Arch Street Meeting Q&A

Arch Street Meeting
Respondent: Brian J. Sullivan

Questions:

1.  Quakerism occupies a special place in Philadelphia history both as the city’s founding denomination and as the originators of William Penn’s “Holy Experiment” of religious toleration.  What is your congregation’s role in the history of the waterfront?  How does this building, its place, and history illustrate the place of the Quakerism in Philadelphia?
 
2. How has your congregational make-up and ministry evolved over the past fifty years?  What sorts of people attend meetings at Arch Street and where do they come from?  What has drawn them to Arch Street Meeting?
 
3. What are some of your thoughts about the gentrification of Old City in the past decade?  How has this affected you and your mission and your congregation?
 
4. What are your feelings about the proposed waterfront developments, not just casinos but also residential and commercial.  How do you feel these will affect your ministry and your house of worship?
 
5. What do you see as the future of the Arch Street Meeting?

6. How did I-95 affect your congregation?

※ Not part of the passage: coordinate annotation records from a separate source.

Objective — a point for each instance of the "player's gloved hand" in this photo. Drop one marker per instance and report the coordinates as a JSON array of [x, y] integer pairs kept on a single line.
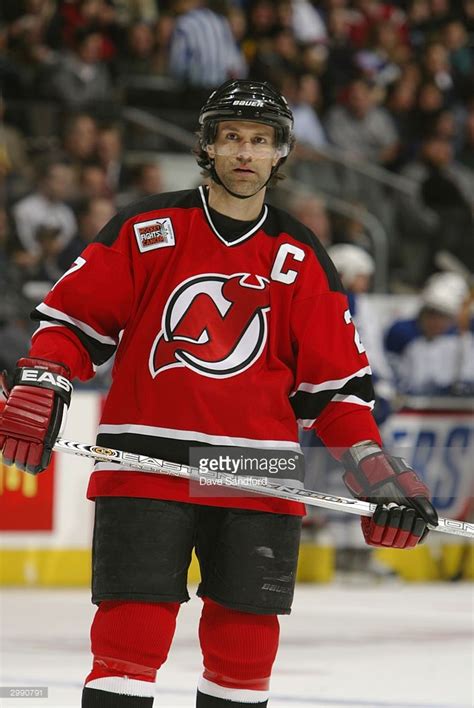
[[38, 395], [403, 501]]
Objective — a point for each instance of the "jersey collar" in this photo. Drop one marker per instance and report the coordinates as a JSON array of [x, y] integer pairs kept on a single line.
[[244, 236]]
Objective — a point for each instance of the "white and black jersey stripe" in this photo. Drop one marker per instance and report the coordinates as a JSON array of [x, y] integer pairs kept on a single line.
[[310, 399]]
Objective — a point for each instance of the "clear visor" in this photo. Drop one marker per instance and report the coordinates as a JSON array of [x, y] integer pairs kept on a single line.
[[255, 149]]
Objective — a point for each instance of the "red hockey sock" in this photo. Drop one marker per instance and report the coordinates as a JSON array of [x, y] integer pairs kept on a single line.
[[239, 649], [130, 641]]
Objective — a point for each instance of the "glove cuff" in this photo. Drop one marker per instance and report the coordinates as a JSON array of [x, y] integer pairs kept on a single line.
[[40, 373]]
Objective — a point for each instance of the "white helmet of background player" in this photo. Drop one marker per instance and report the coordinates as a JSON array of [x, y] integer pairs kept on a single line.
[[351, 262], [445, 293]]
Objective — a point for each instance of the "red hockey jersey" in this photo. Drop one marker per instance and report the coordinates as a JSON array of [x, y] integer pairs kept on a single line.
[[218, 343]]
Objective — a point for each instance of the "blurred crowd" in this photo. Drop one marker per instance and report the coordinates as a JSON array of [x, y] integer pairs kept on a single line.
[[384, 84]]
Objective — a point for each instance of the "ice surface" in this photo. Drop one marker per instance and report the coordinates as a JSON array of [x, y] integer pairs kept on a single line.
[[368, 646]]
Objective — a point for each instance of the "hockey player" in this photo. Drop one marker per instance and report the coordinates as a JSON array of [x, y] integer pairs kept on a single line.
[[230, 326]]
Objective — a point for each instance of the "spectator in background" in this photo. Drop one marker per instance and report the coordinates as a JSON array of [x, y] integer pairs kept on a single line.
[[139, 53], [368, 14], [401, 102], [437, 69], [312, 212], [82, 16], [15, 169], [14, 308], [261, 21], [430, 102], [460, 53], [304, 20], [341, 53], [81, 80], [466, 153], [93, 182], [361, 127], [430, 354], [147, 180], [47, 206], [110, 153], [356, 268], [303, 94], [380, 60], [203, 52], [279, 56], [93, 215], [438, 213], [130, 11], [80, 139], [45, 268]]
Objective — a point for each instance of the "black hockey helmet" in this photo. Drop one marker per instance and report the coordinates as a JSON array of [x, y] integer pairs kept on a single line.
[[256, 101]]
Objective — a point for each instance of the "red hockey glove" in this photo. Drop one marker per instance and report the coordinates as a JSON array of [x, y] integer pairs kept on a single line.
[[403, 502], [37, 399]]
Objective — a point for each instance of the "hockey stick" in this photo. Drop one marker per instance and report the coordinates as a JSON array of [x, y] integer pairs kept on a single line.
[[270, 487]]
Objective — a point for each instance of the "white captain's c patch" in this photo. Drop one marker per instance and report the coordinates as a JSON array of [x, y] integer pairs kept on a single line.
[[157, 233]]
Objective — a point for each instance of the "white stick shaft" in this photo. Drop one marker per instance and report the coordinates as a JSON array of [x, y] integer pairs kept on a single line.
[[271, 487]]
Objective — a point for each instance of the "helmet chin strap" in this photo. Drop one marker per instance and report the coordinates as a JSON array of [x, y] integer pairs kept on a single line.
[[218, 180]]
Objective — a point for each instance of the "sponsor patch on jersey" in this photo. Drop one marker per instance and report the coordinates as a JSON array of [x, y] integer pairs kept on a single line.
[[157, 233]]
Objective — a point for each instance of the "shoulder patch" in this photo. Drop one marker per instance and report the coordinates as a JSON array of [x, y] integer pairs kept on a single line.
[[156, 233]]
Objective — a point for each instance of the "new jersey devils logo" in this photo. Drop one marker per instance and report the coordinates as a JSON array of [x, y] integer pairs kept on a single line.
[[213, 324]]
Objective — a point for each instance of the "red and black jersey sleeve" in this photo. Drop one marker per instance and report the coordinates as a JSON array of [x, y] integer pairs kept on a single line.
[[333, 392], [94, 299]]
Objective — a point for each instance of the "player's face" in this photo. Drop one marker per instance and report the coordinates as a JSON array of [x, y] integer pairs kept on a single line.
[[244, 155]]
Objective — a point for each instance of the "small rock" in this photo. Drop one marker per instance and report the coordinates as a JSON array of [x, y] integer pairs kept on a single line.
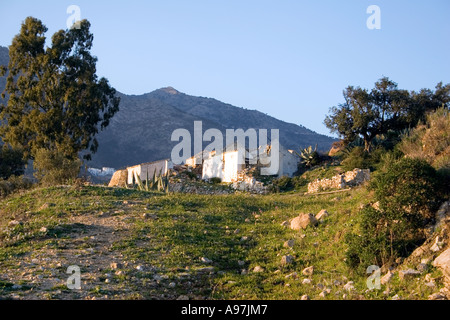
[[405, 274], [422, 267], [206, 269], [116, 265], [14, 223], [292, 275], [285, 260], [376, 205], [349, 286], [437, 296], [322, 215], [258, 269], [437, 245], [140, 268], [303, 221], [157, 277], [289, 243], [206, 260], [308, 271], [387, 278]]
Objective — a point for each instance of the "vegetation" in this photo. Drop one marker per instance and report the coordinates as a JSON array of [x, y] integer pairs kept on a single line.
[[236, 232], [11, 162], [55, 100], [408, 192], [385, 108], [309, 157], [431, 140]]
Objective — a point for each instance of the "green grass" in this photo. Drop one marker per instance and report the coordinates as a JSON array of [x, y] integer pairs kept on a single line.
[[188, 227]]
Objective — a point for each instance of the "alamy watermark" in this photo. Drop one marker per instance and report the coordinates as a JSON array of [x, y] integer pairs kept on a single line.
[[374, 20], [74, 280], [74, 20]]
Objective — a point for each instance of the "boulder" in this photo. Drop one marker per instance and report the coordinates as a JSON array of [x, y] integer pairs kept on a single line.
[[387, 278], [285, 260], [303, 221], [322, 214], [258, 269], [308, 271], [349, 286], [289, 243], [443, 262]]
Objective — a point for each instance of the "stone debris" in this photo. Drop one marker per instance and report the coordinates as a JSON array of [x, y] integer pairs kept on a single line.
[[308, 271], [303, 221], [322, 215], [258, 269], [285, 260], [340, 181]]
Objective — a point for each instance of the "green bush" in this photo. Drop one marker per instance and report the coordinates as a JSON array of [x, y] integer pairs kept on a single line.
[[409, 186], [53, 168], [409, 191], [11, 162], [14, 183]]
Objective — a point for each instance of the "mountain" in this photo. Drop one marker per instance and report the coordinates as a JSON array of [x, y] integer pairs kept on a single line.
[[141, 131]]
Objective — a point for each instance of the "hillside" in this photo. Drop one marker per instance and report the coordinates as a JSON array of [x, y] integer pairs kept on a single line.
[[141, 131], [137, 245]]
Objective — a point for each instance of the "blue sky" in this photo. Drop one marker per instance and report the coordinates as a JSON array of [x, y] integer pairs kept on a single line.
[[289, 59]]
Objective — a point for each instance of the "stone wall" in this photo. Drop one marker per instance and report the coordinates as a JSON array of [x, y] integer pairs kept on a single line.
[[340, 181]]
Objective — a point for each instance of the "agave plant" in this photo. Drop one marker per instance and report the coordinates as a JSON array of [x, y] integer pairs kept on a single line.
[[156, 183], [309, 156]]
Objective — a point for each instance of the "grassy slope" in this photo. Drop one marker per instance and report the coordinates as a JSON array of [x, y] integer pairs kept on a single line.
[[95, 226]]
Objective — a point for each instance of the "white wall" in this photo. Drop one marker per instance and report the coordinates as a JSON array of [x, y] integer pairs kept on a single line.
[[213, 168], [149, 168]]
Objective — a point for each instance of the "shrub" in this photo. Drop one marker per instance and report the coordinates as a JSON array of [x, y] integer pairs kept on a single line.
[[356, 158], [11, 162], [53, 167], [430, 141], [408, 191], [410, 186], [13, 184]]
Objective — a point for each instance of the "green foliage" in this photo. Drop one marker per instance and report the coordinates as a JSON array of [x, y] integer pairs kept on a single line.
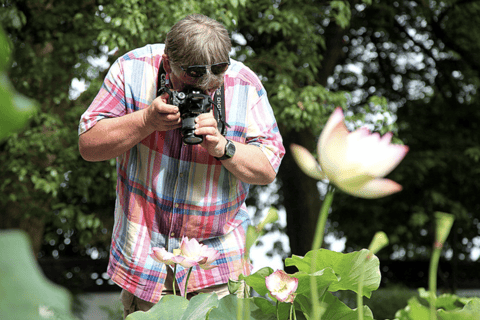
[[24, 292], [448, 306], [334, 274], [16, 109]]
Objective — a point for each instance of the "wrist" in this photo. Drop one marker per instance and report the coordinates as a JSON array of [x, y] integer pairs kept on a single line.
[[228, 150]]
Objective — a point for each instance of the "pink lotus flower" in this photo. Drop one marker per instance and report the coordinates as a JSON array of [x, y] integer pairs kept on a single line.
[[355, 162], [282, 286], [163, 256], [194, 253], [190, 254]]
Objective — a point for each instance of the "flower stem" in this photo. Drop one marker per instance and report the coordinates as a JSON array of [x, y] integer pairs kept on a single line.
[[317, 244], [186, 282], [360, 291], [174, 279], [278, 315], [322, 219], [432, 280]]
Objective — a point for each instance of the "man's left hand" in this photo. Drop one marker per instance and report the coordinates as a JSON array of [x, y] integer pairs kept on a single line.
[[213, 141]]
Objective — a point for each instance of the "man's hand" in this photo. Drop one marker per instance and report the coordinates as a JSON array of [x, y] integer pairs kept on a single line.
[[161, 116], [213, 141]]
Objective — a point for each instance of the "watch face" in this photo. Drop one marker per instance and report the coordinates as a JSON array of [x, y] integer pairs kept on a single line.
[[230, 149]]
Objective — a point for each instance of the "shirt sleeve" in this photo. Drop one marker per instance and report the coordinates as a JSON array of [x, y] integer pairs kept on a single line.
[[110, 100], [263, 130]]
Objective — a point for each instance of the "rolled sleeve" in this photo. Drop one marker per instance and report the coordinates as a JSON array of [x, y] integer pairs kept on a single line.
[[263, 131], [109, 102]]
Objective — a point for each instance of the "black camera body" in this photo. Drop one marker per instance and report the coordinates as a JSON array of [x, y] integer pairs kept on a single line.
[[191, 102]]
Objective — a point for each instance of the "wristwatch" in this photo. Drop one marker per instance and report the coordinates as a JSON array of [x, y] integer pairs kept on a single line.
[[229, 151]]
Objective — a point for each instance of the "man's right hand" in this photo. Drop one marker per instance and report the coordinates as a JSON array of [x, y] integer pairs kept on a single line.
[[161, 116]]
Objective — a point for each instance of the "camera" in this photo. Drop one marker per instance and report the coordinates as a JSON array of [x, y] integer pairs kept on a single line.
[[191, 102]]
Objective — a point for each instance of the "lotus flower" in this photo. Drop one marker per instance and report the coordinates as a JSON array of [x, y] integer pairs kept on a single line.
[[355, 162], [163, 256], [282, 286], [190, 254], [195, 253]]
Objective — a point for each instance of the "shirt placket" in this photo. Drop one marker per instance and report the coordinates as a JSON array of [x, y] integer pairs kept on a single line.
[[175, 229]]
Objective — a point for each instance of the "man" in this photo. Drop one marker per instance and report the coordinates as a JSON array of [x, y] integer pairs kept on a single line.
[[167, 189]]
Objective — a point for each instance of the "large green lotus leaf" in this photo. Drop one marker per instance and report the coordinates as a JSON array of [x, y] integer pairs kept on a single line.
[[332, 308], [414, 311], [347, 268], [25, 293], [324, 279], [257, 280], [169, 308], [199, 306], [228, 307], [471, 311]]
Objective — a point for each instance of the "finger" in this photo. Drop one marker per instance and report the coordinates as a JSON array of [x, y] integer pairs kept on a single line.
[[162, 107], [169, 117], [206, 131], [203, 121]]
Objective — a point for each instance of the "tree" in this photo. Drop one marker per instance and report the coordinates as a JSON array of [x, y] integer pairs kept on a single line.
[[423, 57], [420, 56]]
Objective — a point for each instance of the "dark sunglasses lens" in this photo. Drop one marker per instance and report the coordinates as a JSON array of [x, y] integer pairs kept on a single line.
[[219, 68], [196, 71]]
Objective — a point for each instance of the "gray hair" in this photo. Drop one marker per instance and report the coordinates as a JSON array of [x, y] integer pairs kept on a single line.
[[198, 40]]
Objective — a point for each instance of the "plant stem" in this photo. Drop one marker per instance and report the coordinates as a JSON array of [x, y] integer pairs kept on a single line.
[[432, 280], [360, 291], [174, 279], [317, 244], [186, 282], [322, 219], [278, 316]]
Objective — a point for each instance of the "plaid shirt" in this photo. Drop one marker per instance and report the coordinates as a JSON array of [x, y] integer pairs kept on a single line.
[[167, 190]]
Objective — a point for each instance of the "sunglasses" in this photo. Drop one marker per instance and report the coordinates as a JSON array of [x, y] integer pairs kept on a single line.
[[199, 71]]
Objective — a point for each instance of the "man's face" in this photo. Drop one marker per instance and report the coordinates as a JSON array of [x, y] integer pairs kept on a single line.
[[208, 83]]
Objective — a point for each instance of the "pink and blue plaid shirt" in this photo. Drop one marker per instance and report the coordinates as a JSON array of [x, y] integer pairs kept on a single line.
[[167, 190]]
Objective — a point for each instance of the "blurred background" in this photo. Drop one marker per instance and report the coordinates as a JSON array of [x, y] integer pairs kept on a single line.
[[411, 67]]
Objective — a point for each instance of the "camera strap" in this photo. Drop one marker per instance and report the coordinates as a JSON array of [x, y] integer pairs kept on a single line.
[[219, 100]]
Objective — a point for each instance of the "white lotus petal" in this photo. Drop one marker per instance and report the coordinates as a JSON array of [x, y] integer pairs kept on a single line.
[[375, 188]]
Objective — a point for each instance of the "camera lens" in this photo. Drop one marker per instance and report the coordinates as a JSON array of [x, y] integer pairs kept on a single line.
[[188, 129]]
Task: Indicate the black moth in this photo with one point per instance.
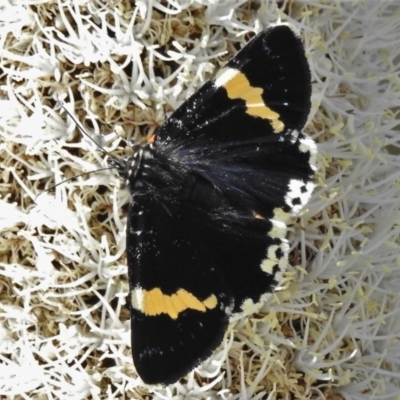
(210, 198)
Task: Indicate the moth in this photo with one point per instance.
(211, 193)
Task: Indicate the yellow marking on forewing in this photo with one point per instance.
(238, 86)
(155, 302)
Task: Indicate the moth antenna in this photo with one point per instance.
(70, 179)
(82, 129)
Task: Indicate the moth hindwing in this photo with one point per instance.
(211, 194)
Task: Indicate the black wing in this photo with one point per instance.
(206, 229)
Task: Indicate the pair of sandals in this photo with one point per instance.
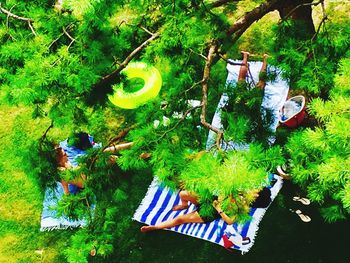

7. What does the phrase “Holy Experiment” mean to you in 2007?

Responses:

1.     The several thousand Quakers who followed William Penn to Philadelphia in the first few years of the colony’s settlement very promptly ignored Penn’s street grid plan and for commerce, practical economy and socialization sake, built their combined houses and businesses close to each other and at the water’s edge.    Those early Quakers are this congregation’s forebears.  Arch Street Meeting House being the fifth building of this 325 year congregation.
Quakers then were very interested in the political organization of the city and established very early for Philadelphia, anti-gaming and restrictive entertainment laws, initially set at the boundaries between Vine and South Streets and river to river.
 
We recognize our building and its location to be very important as a window for inquirers today to Quakerism and Quaker history.  We are a major destination point during the week for visitors inquiring about our history and beliefs.  And on Sundays, we and the 15th Street Meeting House regularly welcome the most visitors, Quaker and non, coming to experience Quaker worship.  As to the history of our building and members, it is long and deeply integrated into the social and political history of both the city and the nation.  Quakerism is significant in Philadelphia because of this history and through our existing organizations operating out of Philadelphia today that work to impact social change and justice in our country and around the world. 
 
2.     Our congregation draws from both city and suburbs.   Our oldest members have been attending since the mid-40ies and we are diverse by age, families and race.  Our members and ministry have evolved over time through their diversity of social interest and cause.
 
3.    Drawing our congregation from a wide geography has meant that changes in Old City’s residents has been of a lesser importance.  The EXPLOSION of alcohol serving destinations has been of more concern and considerable effort over the years to monitor and contain, especially its negative residual effects.
 
4.    In their breadth and scale the proposed waterfront developments seem greatly outsized.  Casinos, lotteries and gambling are now, as they were at the inception of Philadelphia, an anathema to Quaker values.  The absorption of time and energy, the displacement of ill-affordable resources and the negative consequences of addictions are all regrettable.  The excessive focus given over to gaming and their nature are contrary to our testimonies of simplicity and integrity.
 
5.    The future of Arch Street Meeting is strong with the support of our congregation and the role of our property in supporting our Philadelphia Yearly Meeting.
 
6    To the extent that I-95 has disrupted the normal flow and growth of the community of Old City, it has forestalled the historical redevelopment of Old City, and perhaps left it more vulnerable to exploit, in at least one quadrant of it, as a club and entertainment zone.  This is a missed opportunity for the normally paced growth of a residential community, and therefore the supportive congregational development.
 
7.      Holy Experiment means interfaith cooperation through useful and productive engagement, and its by-product: understanding.